Тони любил рассказывать мне о детстве. Его отец был капитаном боевого корабля в Первую мировую и к тому же отлично управлял яхтой. В конце двадцатых семья проводила отпуск в яхтенных прогулках по Балтике, и так родители нашли и в конце концов купили каменный домик на удаленном островке Кумлинге. Островок этот, окутанный дымкой ностальгии, олицетворял для Тони райское детство. Он и его старший брат были там предоставлены самим себе, устраивали стоянки с кострами на пляжах, ходили на веслах к необитаемому островку за разноцветными птичьими яйцами. У него сохранились старые, сделанные еще ящичным фотоаппаратом снимки, доказывавшие, что детский рай существовал на самом деле.

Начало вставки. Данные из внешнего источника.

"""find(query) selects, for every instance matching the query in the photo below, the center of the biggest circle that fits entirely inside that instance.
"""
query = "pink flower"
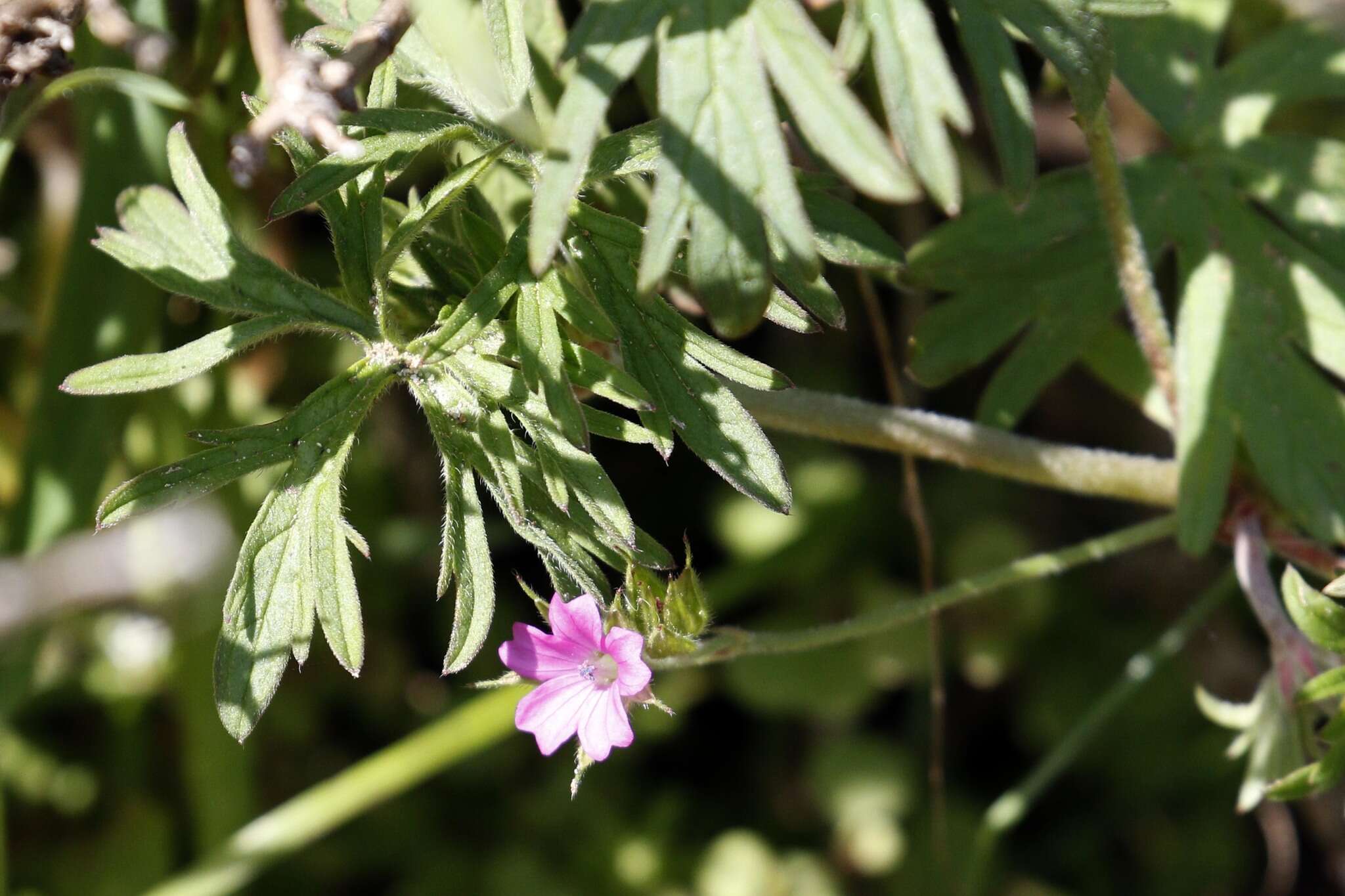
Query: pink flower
(586, 677)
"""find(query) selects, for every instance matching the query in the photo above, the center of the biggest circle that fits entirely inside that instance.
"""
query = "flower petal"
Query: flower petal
(626, 647)
(553, 711)
(579, 620)
(604, 725)
(537, 654)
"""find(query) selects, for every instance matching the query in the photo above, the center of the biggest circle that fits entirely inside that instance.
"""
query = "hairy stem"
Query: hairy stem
(331, 803)
(1147, 480)
(915, 508)
(1128, 249)
(1016, 802)
(734, 644)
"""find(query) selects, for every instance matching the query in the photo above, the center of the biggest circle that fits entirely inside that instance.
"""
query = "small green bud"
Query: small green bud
(670, 613)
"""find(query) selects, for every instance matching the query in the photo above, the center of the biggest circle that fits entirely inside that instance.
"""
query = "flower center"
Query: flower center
(599, 668)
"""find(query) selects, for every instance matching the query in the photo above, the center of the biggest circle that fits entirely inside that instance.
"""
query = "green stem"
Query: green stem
(1128, 247)
(1147, 480)
(5, 847)
(1013, 805)
(328, 805)
(732, 645)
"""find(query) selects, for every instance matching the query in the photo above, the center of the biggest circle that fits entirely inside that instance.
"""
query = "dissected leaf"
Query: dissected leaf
(1320, 618)
(191, 250)
(416, 131)
(435, 203)
(323, 417)
(467, 567)
(505, 22)
(1003, 92)
(294, 562)
(920, 95)
(1074, 38)
(689, 398)
(829, 116)
(608, 42)
(144, 372)
(724, 169)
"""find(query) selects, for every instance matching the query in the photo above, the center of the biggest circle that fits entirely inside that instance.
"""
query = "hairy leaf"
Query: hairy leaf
(920, 95)
(144, 372)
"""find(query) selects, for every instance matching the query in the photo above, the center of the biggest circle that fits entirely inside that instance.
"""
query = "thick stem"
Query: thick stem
(1147, 480)
(1011, 807)
(734, 644)
(915, 508)
(1128, 247)
(328, 805)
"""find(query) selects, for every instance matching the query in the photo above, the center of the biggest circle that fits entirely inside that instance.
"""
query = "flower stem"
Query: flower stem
(915, 508)
(328, 805)
(1147, 480)
(1128, 247)
(734, 644)
(1013, 805)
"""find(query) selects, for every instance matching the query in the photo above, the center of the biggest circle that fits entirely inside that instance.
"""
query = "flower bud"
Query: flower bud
(670, 613)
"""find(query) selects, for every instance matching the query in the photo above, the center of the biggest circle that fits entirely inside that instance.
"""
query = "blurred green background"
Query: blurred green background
(801, 774)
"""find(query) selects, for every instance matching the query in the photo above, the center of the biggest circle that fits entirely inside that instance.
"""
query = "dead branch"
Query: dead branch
(305, 89)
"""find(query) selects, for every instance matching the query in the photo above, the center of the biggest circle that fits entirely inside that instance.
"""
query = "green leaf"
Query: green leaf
(1320, 618)
(132, 83)
(323, 417)
(1003, 92)
(440, 53)
(432, 206)
(542, 356)
(609, 426)
(144, 372)
(294, 558)
(1075, 41)
(689, 398)
(467, 567)
(1168, 60)
(920, 95)
(191, 250)
(634, 151)
(1258, 310)
(509, 471)
(581, 472)
(1324, 687)
(505, 23)
(811, 292)
(481, 307)
(416, 131)
(1268, 736)
(600, 377)
(787, 313)
(609, 41)
(829, 116)
(1314, 778)
(848, 237)
(1297, 62)
(724, 168)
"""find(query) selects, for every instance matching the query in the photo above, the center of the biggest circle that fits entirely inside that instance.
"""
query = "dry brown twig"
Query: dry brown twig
(110, 24)
(37, 37)
(305, 89)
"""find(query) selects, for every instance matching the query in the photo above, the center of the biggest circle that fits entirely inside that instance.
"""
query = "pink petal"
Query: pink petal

Однажды в конце августа мы отправились в лес. Такие прогулки были не редкостью, но в тот день Тони свернул с тропы, а я слепо пошла за ним. Мы продирались через подлесок, и я подумала, что мы собираемся заняться любовью в каком-то тайном, ему одному известном месте. Листья казались довольно сухими. Но мысли его, как выяснилось, были заняты только грибами – белыми. Скрывая разочарование, я стала учиться отличать съедобные грибы от ядовитых – поры, а не пластинки; филигрань на ножке; не оставляют пятен, если вдавить палец в мякоть. Дома он приготовил целую миску белых – порчини, как, по-итальянски, ему нравилось называть эти грибы – с оливковым маслом, перцем, солью и панчеттой, и мы съели их с запеченной полентой, салатом и красным вином, с бутылкой бароло. В семидесятые годы это был экзотический обед. Я запомнила тот вечер во всех подробностях – старую сосновую столешницу, изъеденные, поблекшей голубизны ножки стола, широкую фаянсовую миску со скользкими грибами, диск поленты, сиявший с трещиноватой бледно-зеленой тарелки как маленькое солнце, пыльную черную бутылку вина, остренькую рукколу в белой посудине и Тони, который за считаные секунды приготовил соус, добавив масло и выжав лимон в салат чуть ли не на ходу, пока нес миску на стол. (Моя мать готовила соус сосредоточенно, на уровне глаз, как заправский химик.) Мы с Тони съели за этим столом не один ужин, но тот вечер был особым. Какая простота, какой вкус, какая светскость! Тем вечером поднялся сильный ветер, и большая ветка ясеня стучала и скребла по черепичной крыше. После еды мы читали, потом, выпив еще вина, предавались любовным утехам и, конечно же, снова говорили.